July 16, 2001: What is the approach to the patient with clonidine overdose?

 

The incidence of clonidine overdose is increasing.  Traditionally, grandparent’s medication has been the source of toddler ingestion.  However, due to increased prescribing of clonidine for the treatment of ADHD, the drug is more readily available.

In overdose, the main action of clonidine is stimulation alpha-2 receptors and imidazoline receptors in the medulla.  This results in decreased sympathetic outflow.  Norepinephrine and epinephrine release is inhibited.

Mental status change (sedation) is the first clinical manifestation and occurs within an hour of ingestion.  Transient hypertension (probably due to high serum concentrations) occurs in about 15% of cases.  This may be followed by hypotension and bradycardia.

GI decontamination is not indicated.  It is useless to perform gastric lavage in children due to the small size of the tube.  Charcoal should not be administered due to the potential need for intubation.

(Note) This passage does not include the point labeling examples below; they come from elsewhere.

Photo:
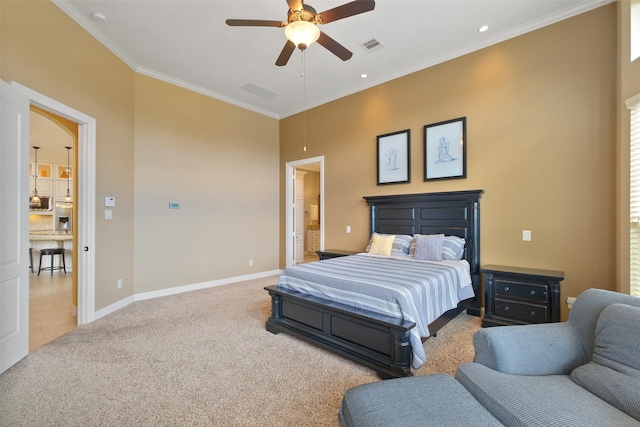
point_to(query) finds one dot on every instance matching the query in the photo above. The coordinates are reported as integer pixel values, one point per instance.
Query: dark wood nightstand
(333, 253)
(520, 296)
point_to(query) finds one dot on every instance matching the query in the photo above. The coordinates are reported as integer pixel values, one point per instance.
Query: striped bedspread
(418, 291)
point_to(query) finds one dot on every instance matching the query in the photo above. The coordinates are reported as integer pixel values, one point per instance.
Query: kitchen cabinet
(313, 241)
(45, 180)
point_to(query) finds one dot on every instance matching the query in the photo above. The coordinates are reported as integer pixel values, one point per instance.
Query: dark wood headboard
(455, 213)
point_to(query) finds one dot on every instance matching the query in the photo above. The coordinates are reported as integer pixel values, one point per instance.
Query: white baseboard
(180, 289)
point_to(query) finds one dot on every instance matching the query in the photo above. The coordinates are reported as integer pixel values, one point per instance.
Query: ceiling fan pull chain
(304, 104)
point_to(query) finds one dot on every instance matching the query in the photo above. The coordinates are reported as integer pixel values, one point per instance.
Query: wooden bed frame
(380, 342)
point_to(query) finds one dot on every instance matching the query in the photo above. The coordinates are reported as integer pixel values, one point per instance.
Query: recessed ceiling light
(99, 17)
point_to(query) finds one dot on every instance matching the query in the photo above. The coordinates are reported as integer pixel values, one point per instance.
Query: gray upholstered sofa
(583, 372)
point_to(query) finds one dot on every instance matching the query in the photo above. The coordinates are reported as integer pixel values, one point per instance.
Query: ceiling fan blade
(346, 10)
(295, 4)
(286, 53)
(334, 47)
(254, 23)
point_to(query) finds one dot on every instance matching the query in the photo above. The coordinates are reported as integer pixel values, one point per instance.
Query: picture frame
(445, 150)
(393, 155)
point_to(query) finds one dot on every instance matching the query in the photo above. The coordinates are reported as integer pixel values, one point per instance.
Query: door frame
(86, 223)
(290, 172)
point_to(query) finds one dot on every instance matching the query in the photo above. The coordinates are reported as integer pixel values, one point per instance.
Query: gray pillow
(401, 244)
(453, 248)
(429, 247)
(614, 371)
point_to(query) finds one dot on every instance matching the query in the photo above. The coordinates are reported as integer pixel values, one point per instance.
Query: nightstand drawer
(517, 310)
(509, 288)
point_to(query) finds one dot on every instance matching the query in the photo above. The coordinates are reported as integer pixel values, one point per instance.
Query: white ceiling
(187, 42)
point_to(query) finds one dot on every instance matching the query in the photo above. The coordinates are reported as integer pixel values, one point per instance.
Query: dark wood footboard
(379, 342)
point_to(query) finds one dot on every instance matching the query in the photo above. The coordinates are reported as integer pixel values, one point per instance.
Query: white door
(14, 226)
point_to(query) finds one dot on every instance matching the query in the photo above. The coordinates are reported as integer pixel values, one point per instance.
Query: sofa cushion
(538, 401)
(430, 400)
(614, 371)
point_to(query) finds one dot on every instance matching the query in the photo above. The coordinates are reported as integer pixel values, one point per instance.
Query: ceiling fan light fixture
(302, 33)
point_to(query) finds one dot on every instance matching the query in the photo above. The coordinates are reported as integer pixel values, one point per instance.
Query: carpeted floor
(198, 358)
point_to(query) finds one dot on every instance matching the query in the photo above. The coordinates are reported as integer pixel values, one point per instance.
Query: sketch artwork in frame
(393, 153)
(445, 149)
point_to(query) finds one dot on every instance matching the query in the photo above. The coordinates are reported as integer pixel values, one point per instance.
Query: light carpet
(197, 358)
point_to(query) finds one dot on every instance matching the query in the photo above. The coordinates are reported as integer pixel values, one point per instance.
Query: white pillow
(401, 243)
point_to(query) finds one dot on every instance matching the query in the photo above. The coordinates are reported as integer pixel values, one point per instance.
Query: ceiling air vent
(372, 45)
(261, 91)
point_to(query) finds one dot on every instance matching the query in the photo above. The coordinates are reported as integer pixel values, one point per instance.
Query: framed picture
(445, 150)
(393, 157)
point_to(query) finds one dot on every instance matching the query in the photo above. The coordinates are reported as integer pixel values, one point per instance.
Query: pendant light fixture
(68, 199)
(34, 201)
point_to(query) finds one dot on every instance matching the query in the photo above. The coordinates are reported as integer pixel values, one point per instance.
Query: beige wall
(220, 163)
(540, 111)
(544, 135)
(43, 49)
(206, 147)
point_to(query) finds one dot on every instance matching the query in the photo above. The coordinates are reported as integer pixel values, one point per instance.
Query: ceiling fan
(301, 26)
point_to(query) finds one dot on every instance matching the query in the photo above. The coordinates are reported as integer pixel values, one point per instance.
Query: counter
(45, 240)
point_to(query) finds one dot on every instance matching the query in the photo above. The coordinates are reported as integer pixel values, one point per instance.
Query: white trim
(86, 198)
(180, 290)
(632, 102)
(290, 169)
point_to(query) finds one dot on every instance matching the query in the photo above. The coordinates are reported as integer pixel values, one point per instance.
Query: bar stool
(52, 252)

Treatment is primarily supportive.  Naloxone (10mg) should be administered (prior to intubation).  Variable success has been reported in reversing the sedation, hypotension, and bradycardia with the administration of naloxone, but it seems to have the greatest effect when used early in the course of the overdose.  The theory is that it reverses the circulation endorphins.  In the overdose setting, naloxone should not be administered in mg/kg dose.  Naloxone interacts with receptors; it does not have a dose-response.  A minimum dose of naloxone is 2 mg.  Certain drugs clearly require hi-dose administration (10 mg) to reverse effects.